Bu kısa anlatısında bizi Borges’le geçirdiği günlere götürüyor Alberto Manguel. 1948’de Arjantin’de doğan Manguel, okulu bitirdikten sonra Buenos Aires’teki Anglo-Alman kitapçısı Pygmalion’da çalıştığı yıllarla giriyor kitabına. Ve bu kitapçıda akşamüstleri geç saatte, Ulusal Kütüphanedeki yöneticilik görevinden dönen Borges ile tanışmasıyla başlıyor yolculuk. Artık doksan yaşını geride bırakmış annesinin yerine “okuyucu” gereksinimi duyan Borges, hemen herkese sorduğu gibi Manguel’e de akşamları evine gidip kitap okumasını öneriyor. Böylece on altı yaşındaki Alberto Manguel, haftanın üç-dört günü Borges’in evine gidiyor ve ona kitap okuyor.
Kısa süre önce benzersiz kitabı “Okumalar Okuması”nı okuduğum ve önüme gelen herkese önerdiğim Manguel’in, deneme-anlatı metindelerdeki ustalığı tam da bu andan itibaren kendini gösteriyor.

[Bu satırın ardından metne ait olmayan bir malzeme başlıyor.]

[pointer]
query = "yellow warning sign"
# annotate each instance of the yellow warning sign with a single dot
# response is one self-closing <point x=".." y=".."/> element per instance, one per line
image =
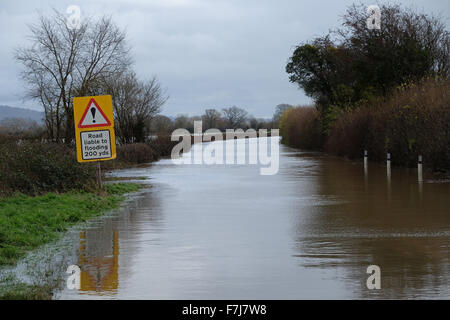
<point x="94" y="128"/>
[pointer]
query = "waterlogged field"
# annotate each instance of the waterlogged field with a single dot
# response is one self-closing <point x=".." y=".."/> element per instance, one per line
<point x="309" y="231"/>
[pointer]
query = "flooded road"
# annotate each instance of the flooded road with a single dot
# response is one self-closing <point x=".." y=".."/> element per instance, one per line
<point x="310" y="231"/>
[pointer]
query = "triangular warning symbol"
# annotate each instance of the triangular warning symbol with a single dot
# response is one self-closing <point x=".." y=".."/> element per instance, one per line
<point x="93" y="116"/>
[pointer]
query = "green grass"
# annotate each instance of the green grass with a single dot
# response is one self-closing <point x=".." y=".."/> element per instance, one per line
<point x="27" y="222"/>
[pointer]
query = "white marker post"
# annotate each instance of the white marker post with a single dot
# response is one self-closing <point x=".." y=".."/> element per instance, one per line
<point x="388" y="165"/>
<point x="365" y="160"/>
<point x="419" y="169"/>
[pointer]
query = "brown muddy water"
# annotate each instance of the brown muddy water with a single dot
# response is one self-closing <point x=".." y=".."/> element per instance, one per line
<point x="310" y="231"/>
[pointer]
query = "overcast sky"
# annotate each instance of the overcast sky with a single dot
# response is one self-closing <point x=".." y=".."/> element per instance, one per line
<point x="207" y="53"/>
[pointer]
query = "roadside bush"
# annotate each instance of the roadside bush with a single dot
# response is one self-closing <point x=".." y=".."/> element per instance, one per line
<point x="33" y="168"/>
<point x="300" y="128"/>
<point x="414" y="120"/>
<point x="135" y="153"/>
<point x="161" y="146"/>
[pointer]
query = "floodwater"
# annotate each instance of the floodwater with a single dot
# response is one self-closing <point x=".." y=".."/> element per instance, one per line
<point x="310" y="231"/>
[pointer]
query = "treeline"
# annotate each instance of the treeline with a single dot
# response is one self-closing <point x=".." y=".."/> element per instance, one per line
<point x="61" y="63"/>
<point x="383" y="90"/>
<point x="226" y="118"/>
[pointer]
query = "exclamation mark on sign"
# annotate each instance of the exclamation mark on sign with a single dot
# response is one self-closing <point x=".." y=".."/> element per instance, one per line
<point x="93" y="114"/>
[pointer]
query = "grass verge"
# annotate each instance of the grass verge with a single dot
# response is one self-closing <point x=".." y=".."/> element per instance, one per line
<point x="27" y="222"/>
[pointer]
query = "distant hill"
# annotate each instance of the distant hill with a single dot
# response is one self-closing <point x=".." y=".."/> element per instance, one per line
<point x="11" y="112"/>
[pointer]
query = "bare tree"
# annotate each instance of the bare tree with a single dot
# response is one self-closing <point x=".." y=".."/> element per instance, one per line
<point x="210" y="118"/>
<point x="135" y="104"/>
<point x="161" y="125"/>
<point x="235" y="117"/>
<point x="62" y="63"/>
<point x="279" y="109"/>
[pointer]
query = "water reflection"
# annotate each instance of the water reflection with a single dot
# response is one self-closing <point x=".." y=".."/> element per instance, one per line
<point x="99" y="261"/>
<point x="311" y="231"/>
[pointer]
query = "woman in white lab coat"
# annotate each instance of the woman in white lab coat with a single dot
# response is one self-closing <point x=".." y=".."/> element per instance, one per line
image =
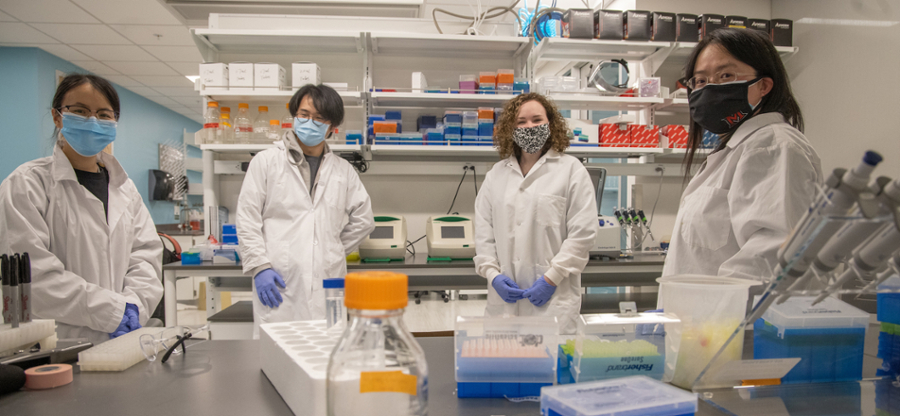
<point x="752" y="190"/>
<point x="95" y="254"/>
<point x="535" y="217"/>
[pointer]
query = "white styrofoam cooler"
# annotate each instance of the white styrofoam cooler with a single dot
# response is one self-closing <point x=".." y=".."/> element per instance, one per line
<point x="294" y="356"/>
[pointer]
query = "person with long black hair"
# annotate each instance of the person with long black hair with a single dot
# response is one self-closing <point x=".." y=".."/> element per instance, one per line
<point x="751" y="191"/>
<point x="96" y="259"/>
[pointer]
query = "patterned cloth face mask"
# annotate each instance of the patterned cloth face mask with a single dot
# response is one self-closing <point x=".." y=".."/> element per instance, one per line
<point x="532" y="139"/>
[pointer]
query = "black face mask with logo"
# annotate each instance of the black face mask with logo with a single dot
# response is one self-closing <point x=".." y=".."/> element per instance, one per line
<point x="720" y="108"/>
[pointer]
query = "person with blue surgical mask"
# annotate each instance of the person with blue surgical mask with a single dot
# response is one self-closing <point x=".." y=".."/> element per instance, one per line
<point x="301" y="210"/>
<point x="95" y="255"/>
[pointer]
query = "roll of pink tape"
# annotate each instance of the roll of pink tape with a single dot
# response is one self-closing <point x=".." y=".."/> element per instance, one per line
<point x="48" y="376"/>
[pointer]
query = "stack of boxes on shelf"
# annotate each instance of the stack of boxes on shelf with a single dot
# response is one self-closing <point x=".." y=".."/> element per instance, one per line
<point x="638" y="135"/>
<point x="889" y="338"/>
<point x="466" y="128"/>
<point x="220" y="77"/>
<point x="501" y="82"/>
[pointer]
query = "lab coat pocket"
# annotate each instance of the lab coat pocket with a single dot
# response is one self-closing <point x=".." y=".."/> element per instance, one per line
<point x="706" y="222"/>
<point x="550" y="210"/>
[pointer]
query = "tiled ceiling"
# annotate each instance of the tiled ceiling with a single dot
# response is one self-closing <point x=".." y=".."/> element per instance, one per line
<point x="137" y="44"/>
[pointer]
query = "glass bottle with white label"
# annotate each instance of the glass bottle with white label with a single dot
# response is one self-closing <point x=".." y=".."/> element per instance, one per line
<point x="377" y="367"/>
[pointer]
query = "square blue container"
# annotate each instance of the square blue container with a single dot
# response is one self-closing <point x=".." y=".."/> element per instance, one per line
<point x="828" y="338"/>
<point x="889" y="303"/>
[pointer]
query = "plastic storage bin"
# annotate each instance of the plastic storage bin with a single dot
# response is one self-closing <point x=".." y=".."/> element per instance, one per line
<point x="889" y="303"/>
<point x="828" y="338"/>
<point x="628" y="396"/>
<point x="706" y="325"/>
<point x="497" y="357"/>
<point x="614" y="345"/>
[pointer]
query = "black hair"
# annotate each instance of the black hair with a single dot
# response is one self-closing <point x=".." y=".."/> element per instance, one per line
<point x="326" y="100"/>
<point x="753" y="48"/>
<point x="100" y="84"/>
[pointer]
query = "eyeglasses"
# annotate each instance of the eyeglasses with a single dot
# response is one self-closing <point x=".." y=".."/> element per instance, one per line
<point x="318" y="121"/>
<point x="85" y="112"/>
<point x="699" y="81"/>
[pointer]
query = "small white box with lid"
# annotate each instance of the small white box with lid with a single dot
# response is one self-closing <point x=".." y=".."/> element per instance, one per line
<point x="268" y="76"/>
<point x="240" y="76"/>
<point x="303" y="73"/>
<point x="214" y="77"/>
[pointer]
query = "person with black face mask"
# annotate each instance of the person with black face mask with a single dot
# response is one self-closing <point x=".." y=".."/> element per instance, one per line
<point x="752" y="190"/>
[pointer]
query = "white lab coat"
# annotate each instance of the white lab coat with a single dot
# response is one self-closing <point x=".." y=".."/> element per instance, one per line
<point x="84" y="270"/>
<point x="303" y="238"/>
<point x="542" y="224"/>
<point x="743" y="203"/>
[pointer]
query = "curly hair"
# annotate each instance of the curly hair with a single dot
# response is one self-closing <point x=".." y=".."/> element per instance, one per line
<point x="506" y="125"/>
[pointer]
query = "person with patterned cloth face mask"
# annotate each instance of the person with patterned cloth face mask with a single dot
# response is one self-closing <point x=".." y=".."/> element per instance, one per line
<point x="301" y="210"/>
<point x="535" y="217"/>
<point x="96" y="259"/>
<point x="743" y="201"/>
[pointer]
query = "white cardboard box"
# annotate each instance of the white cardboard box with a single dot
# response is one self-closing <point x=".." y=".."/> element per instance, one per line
<point x="303" y="73"/>
<point x="214" y="77"/>
<point x="419" y="83"/>
<point x="268" y="77"/>
<point x="294" y="357"/>
<point x="240" y="76"/>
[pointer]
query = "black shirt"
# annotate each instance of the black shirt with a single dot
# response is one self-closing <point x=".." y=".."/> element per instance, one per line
<point x="98" y="184"/>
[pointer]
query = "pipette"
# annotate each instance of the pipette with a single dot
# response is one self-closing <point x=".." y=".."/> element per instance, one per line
<point x="871" y="257"/>
<point x="843" y="188"/>
<point x="886" y="196"/>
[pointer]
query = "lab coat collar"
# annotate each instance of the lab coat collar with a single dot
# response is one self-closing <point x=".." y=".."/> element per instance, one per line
<point x="63" y="170"/>
<point x="752" y="125"/>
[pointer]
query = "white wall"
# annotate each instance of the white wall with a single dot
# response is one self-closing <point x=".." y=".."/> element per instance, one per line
<point x="845" y="78"/>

Bir yandan kurmaca ve heyecanlı bir metnin içinde ilerlediğinizi düşünüyorsunuz. Hani neredeyse Borgesyen bir metin. Oyun kurmaya düşkünlüğüyle tanıdığımız yazarın kurduğu bir oyun belki de. Görme yeteneğini yitirmiş bir usta yazar ve on altı yaşındaki kitapçı çırağının hikayesi.
Bir yandan da sıradan bir gözlem metninin içinde Borges’in evini ve düşünce dünyasını keşfetmemize kapı açan noktalara bastırıyor kaleminin ucunu. Okumaya hevesli bir bir ergenin bakış açısıyla, Borges’e hakm usta bir yazarın bakış açısı arasında yumuşacık geçişler yapıyor. Kimi zaman bir ev haline tanık oluyoruz, kimi zaman da “Don Quixote’nin Yazarı Pierre Menard” ile ilgili önemli bir değerlendirmeye.
Anılar ve bilgi arasında böylesi bir denge tutturmak da Manguel’in işi.
Kitabın bir başka güzelliği ise Sara Facio‘nun Borges fotoğrafları. Ben de Sara Facio’nun bir fotoğrafını paylaşmak istedim Fil Uçuşu’nda.
“Borges’in Evinde” YKY etiketiyle kitapçı raflarına çıktı. Benim gibi kitaplığında Borges rafı oluşturmaya çalışanların kaçırmaması gereken bir kitap.